This topic has been a open talking point at OpenRain. I am also highly concerned with sufficient tests, but prefer a incremental approach and am wary to invest too much effort in automated tests up front for several key reasons. Please let me know what you think! Thanks for visiting DZone today,. Edit Profile. Sign Out View Profile.
Over 2 million developers have joined DZone. Sufficiency in Software Testing. Nowadays, quality is the driving force behind the popularity as well as the success of a software product, which has drastically increased the requirement to take effective measures for quality assurance.
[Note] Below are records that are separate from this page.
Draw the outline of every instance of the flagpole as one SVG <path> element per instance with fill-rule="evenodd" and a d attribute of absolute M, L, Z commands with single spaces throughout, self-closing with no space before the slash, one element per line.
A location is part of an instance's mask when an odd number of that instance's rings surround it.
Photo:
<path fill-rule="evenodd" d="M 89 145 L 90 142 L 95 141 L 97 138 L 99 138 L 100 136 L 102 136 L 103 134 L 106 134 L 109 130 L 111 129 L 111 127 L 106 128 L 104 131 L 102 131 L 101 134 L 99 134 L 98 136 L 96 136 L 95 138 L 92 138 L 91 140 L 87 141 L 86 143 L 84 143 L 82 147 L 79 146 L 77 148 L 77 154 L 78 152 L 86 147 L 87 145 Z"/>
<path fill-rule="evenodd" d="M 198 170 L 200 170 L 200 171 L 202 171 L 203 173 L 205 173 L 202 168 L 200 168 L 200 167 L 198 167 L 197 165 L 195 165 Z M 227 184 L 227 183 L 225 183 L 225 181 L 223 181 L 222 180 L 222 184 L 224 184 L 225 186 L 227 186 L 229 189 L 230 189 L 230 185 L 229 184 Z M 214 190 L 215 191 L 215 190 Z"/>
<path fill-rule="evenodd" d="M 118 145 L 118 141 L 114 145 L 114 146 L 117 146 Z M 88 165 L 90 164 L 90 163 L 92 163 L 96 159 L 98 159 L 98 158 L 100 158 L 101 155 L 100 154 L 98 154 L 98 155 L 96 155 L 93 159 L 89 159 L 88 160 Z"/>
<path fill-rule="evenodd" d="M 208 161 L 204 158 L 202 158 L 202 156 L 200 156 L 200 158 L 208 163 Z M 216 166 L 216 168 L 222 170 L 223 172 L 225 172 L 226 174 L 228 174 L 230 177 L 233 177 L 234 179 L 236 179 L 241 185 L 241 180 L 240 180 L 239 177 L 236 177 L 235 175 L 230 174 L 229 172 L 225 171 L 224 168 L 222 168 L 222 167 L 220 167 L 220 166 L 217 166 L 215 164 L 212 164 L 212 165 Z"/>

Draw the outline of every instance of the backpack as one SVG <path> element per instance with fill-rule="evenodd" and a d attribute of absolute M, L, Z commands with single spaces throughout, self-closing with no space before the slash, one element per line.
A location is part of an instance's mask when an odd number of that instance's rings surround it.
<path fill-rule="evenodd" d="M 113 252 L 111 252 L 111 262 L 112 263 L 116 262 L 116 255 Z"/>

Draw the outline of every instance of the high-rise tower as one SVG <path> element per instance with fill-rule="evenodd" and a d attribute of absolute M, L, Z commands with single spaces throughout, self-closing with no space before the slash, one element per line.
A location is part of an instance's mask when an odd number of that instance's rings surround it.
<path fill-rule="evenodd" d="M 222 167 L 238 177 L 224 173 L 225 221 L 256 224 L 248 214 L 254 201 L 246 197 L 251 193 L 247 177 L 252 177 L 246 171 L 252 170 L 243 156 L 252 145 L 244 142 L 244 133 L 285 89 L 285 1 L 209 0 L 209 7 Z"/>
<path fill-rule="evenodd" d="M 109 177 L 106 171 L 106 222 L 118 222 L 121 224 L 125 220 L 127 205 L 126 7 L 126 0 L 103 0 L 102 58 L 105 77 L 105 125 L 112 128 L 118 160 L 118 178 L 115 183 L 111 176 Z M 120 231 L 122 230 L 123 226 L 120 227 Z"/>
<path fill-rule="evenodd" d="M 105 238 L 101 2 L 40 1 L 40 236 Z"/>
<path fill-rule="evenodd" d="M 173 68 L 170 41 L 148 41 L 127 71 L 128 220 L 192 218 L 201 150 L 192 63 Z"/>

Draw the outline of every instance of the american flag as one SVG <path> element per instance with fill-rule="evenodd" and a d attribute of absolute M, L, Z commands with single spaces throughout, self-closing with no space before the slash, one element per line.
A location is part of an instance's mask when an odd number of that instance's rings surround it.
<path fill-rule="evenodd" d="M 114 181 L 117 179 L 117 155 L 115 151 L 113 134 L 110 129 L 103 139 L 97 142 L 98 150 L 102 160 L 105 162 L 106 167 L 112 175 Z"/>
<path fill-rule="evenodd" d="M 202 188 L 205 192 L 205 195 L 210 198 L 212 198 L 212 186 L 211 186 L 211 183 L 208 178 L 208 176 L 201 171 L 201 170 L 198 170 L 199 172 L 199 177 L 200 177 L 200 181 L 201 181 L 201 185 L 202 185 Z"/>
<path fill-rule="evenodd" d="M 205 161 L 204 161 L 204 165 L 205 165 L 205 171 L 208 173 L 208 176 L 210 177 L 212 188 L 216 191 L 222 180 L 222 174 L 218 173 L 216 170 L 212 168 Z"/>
The metrics and KPIs serve a crucial role and help the team determine the metrics that calculate the effectiveness of the testing teams and help them gauge the quality, efficiency, progress, and the health of the software testing.
Therefore, to help you measure your testing efforts and the testing process, our team of experts have created a list of some critical software testing metrics as well as key performance indicators based on their experience and knowledge. Software testing metrics, which are also known as software test measurement, indicates the extent, amount, dimension, capacity, as well as the rise of various attributes of a software process and tries to improve its effectiveness and efficiency imminently.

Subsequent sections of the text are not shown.